This experiment has been getting quite a lot of airplay in the various science blogs so you may well have heard about it.
This experiment has been running since 1988 by Richard Lenski a professor at Michigan State University and it involved taking a single microbe of ecoli then cloning it into 12 identical lines which were then kept separate. They kept these 12 lines in separate flasks and gave them a small amount of glucose to live off. At the end of each day they took a small sample from the flasks and put it in a new one with more glucose, they did this for the last 20 years.
They postulated that the bacteria exposed to this environment would experience natural selection and evolve, and to verify this he used the clever method of freezing the bacteria every 500 generations so he could always effectively go back in time and follow the course of the bacterias evolution.

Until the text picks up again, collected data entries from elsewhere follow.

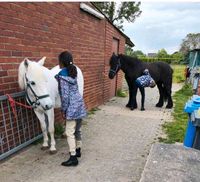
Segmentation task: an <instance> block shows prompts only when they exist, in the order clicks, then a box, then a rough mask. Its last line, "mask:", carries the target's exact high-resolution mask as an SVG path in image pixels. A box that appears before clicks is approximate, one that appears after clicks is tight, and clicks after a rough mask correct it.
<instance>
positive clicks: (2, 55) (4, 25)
mask: <svg viewBox="0 0 200 182" xmlns="http://www.w3.org/2000/svg"><path fill="white" fill-rule="evenodd" d="M80 5H81V3H61V2H59V3H55V2H53V3H51V2H48V3H25V2H18V3H3V2H2V3H0V96H2V95H5V94H7V93H16V92H19V91H20V90H19V87H18V83H17V72H18V66H19V63H20V62H21V61H22V60H23V59H24V58H25V57H28V58H29V59H31V60H39V58H41V57H43V56H46V57H47V60H46V63H45V65H46V66H48V67H49V68H51V67H53V66H55V65H57V63H58V60H57V57H58V54H59V53H60V52H61V51H64V50H69V51H71V52H72V54H73V56H74V62H75V64H76V65H78V66H79V67H80V68H81V70H82V72H83V75H84V80H85V86H84V98H85V102H86V105H87V107H88V109H91V108H93V107H96V106H98V105H100V104H103V103H104V102H106V101H107V100H108V99H109V98H111V97H112V96H114V95H115V93H116V90H117V89H119V88H120V87H121V85H122V73H119V74H118V76H117V78H116V79H114V80H110V79H109V78H108V76H107V75H108V71H109V58H110V56H111V55H112V52H118V53H124V49H125V43H127V44H129V45H132V46H133V43H132V42H131V41H130V39H129V38H128V37H127V36H126V35H124V34H123V33H122V32H121V31H120V30H118V29H117V28H116V27H115V26H114V25H113V24H112V23H110V22H109V20H108V19H106V18H105V17H104V16H103V15H102V14H101V16H100V17H97V16H96V15H95V14H91V12H88V11H87V10H83V9H82V8H81V7H80ZM82 5H83V4H82ZM85 5H86V4H84V6H85ZM86 6H89V9H90V8H92V9H93V13H94V11H95V12H97V14H100V12H98V10H97V9H96V8H95V7H94V5H93V4H90V3H87V5H86ZM1 107H3V104H2V105H1ZM0 112H1V111H0ZM5 112H6V111H4V113H0V132H3V129H1V126H2V125H1V122H2V123H3V122H4V128H5V122H6V120H5V115H6V113H5ZM3 115H4V116H3ZM57 117H58V116H57ZM3 120H4V121H3ZM2 128H3V127H2ZM10 128H11V127H10ZM0 138H1V136H0ZM6 140H7V142H8V140H9V138H7V139H6ZM15 143H16V142H15Z"/></svg>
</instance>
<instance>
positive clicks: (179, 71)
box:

So far it doesn't sound very exciting but somewhere around the 30k generation something interesting happened the E Coli evolved a way to eat citrate. Normal Ecoli can't eat citrate it is one of their hallmarks but by a process of evolution the EColi in flasks had found a way to do it. Since they had the fossil record of all the frozen generations before the scientists involved could then go back and track the emergence of this new ability.

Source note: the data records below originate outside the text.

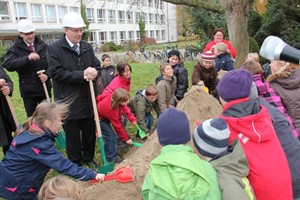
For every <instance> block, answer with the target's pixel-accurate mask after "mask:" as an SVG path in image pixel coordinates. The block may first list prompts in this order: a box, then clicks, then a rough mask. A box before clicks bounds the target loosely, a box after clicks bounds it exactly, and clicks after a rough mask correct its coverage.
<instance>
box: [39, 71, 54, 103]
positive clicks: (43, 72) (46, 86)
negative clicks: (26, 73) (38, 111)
mask: <svg viewBox="0 0 300 200" xmlns="http://www.w3.org/2000/svg"><path fill="white" fill-rule="evenodd" d="M44 72H45V70H44V69H43V70H40V71H37V72H36V73H37V74H38V75H40V74H42V73H44ZM42 84H43V88H44V92H45V95H46V99H47V101H48V102H51V100H50V97H49V93H48V89H47V86H46V83H45V82H42Z"/></svg>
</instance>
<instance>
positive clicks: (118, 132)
mask: <svg viewBox="0 0 300 200" xmlns="http://www.w3.org/2000/svg"><path fill="white" fill-rule="evenodd" d="M111 97H112V94H111V95H108V96H106V97H105V98H104V99H102V101H100V102H98V105H97V107H98V114H99V119H100V120H101V119H103V118H104V119H107V120H109V121H110V123H111V124H112V126H113V128H114V130H115V132H116V133H117V134H118V136H119V137H120V139H121V140H122V141H124V142H125V141H127V140H129V139H130V137H129V135H128V134H127V133H126V130H125V128H124V127H123V125H122V115H126V116H127V119H128V120H129V121H130V122H131V123H134V122H136V121H137V120H136V118H135V116H134V115H133V114H132V113H131V111H130V109H129V107H128V106H120V107H119V108H115V109H112V108H111Z"/></svg>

What's wonderful about this experiment is that it proves a lot about evolution in a repeatable fashion since we have access to a frozen historical record of the ancestors so can go back to any point and replay things or track the genetic changes that lead to this new ability. The research also shows that it took several changes to gain this ability it wasn't an all or nothing thing like a lot of the anti evolution people suggested it had to be putting yet more nails in the coffin of irreducible complexity.
We have had proof of evolution before in looking at the fossil record and the genetics of related animals but this experiment has basically replicated this in the lab in repeatable fashion with all the history preserved. It basically takes a shot gun to the creationists and ID proponents arguments and shoots it dead. I hope they get the Nobel for this.